Village in Eidfjord Municipality, Norway

Eidfjord is the administrative centre of Eidfjord Municipality in Vestland county, Norway. The village is located on the shore of the Eidfjorden, an inner branch of the large Hardangerfjorden. The village sits about 15 km east of the Hardanger Bridge along the Norwegian National Road 7.

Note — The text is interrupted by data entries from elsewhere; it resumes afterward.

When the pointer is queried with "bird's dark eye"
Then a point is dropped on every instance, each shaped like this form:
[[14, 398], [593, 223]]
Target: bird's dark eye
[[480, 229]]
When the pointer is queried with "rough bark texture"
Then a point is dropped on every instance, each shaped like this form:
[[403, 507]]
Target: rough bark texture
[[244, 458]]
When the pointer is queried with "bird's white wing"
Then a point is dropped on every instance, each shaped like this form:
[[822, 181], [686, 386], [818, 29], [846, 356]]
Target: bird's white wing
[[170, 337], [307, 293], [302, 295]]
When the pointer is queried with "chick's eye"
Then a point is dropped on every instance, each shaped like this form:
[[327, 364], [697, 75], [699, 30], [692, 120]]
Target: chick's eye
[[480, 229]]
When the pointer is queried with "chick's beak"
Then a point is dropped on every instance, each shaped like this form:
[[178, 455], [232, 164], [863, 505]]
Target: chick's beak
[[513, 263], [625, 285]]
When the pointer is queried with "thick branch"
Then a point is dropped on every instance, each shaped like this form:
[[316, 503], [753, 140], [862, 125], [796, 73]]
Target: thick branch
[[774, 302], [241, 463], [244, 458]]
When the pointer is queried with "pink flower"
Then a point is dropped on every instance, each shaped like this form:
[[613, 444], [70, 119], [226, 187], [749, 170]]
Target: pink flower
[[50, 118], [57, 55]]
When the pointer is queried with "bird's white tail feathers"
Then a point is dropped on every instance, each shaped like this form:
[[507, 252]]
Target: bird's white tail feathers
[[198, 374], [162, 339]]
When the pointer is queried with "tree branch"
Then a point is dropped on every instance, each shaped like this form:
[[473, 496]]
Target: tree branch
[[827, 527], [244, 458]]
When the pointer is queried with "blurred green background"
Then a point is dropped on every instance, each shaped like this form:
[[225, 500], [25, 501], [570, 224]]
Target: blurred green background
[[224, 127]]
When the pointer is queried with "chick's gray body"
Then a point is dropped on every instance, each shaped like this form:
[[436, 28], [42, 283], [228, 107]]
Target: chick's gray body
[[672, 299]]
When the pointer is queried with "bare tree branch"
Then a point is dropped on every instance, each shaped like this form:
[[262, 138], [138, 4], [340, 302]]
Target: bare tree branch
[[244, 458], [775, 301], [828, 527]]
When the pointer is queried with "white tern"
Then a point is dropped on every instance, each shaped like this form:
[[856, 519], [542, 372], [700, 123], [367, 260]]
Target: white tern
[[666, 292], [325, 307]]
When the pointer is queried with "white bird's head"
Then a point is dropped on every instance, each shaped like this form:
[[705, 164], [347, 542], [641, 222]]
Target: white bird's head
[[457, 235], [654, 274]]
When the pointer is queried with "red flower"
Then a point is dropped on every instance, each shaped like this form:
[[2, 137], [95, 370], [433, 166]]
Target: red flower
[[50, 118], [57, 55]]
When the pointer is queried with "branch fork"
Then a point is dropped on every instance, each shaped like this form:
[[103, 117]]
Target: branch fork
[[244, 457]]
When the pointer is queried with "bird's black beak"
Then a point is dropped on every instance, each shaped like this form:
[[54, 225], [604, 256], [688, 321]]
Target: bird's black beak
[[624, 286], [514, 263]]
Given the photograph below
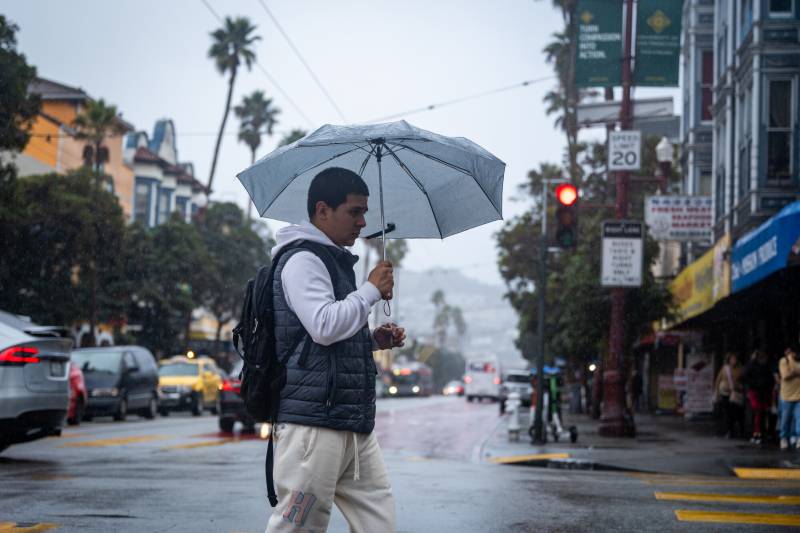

The 0.75 km2 village has a population (2025) of 571 and a population density of 761 PD/km2. This makes it the largest settlement in the municipality, with over half of Eidfjord's residents living in this village.

==Economy==
The village is the main commercial and government centre for the whole municipality. The village is a tourist destination with a quay for summertime cruise ships that sail along the fjord. The Hardangervidda plateau and the Hardangerjøkulen glacier are both located nearby. The Måbødalen valley and the famous Vøringfossen waterfall are a short distance away. This is why Eidfjord is home to many hotels, guest houses, and camp sites, as well as souvenir shops. The only school in the municipality, Lægreid School, is located here too.

==Geography==
Eidfjord is located between the Eidfjorden (on the north side of the village) and the large lake Eidfjordvatnet (on the south side of the village). The short river Eio runs between the lake and the village. The village of Øvre Eidfjord lies about 6 km south of Eidfjord, on the south side of the lake Eidfjordvatnet.

==History==
The village has been inhabited for a long time. There are Viking Age burial mounds located just up the hill from the village on a small plateau. The Old Eidfjord Church was built in Eidfjord in 1309. It was in continuous use until 1981 when the new Eidfjord Church was built just northwest of the old church.